An adaptive identification method of simple dynamic recurrent neural network (SRNN) for nonlinear dynamic systems is presented in this paper. This method based on the theory that by using the inner-states feed-back of dynamic network to describe the nonlinear kinetic characteristics of system can reflect the dynamic characteristics more directly, deduces the recursive prediction error (RPE) learning algorithm of SRNN, and improves the algorithm by studying topological structure on recursion layer without the weight values. The simulation results indicate that this kind of neural network can be used in real-time control, due to its less weight values, simpler learning algorithm, higher identification speed, and higher precision of model. It solves the problems of intricate in training algorithm and slow rate in convergence caused by the complicate topological structure in usual dynamic recurrent neural network.

Paper Details

Date Published: 6 November 2006
PDF: 8 pages
Proc.
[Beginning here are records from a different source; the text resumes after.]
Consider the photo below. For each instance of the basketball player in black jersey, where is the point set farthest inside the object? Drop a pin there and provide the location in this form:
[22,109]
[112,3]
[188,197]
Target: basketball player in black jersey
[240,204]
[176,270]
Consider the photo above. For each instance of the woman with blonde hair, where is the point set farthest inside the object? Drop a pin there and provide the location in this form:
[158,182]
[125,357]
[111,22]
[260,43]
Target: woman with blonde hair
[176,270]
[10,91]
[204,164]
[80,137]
SPIE 6357, Sixth International Symposium on Instrumentation and Control Technology: Signal Analysis, Measurement Theory, Photo-Electronic Technology, and Artificial Intelligence, 635754 (6 November 2006); doi: 10.1117/12.717521
Show Author Affiliations
Yun Du, Hebei Univ. of Science and Technology (China)
Xueli Wu, Hebei Univ. of Science and Technology (China)
Huiqin Sun, Hebei Univ. of Science and Technology (China)
Suying Zhang, Hebei Univ. of Science and Technology (China)
Qiang Tian, Shijiazhuang Realty Administerial Office (China)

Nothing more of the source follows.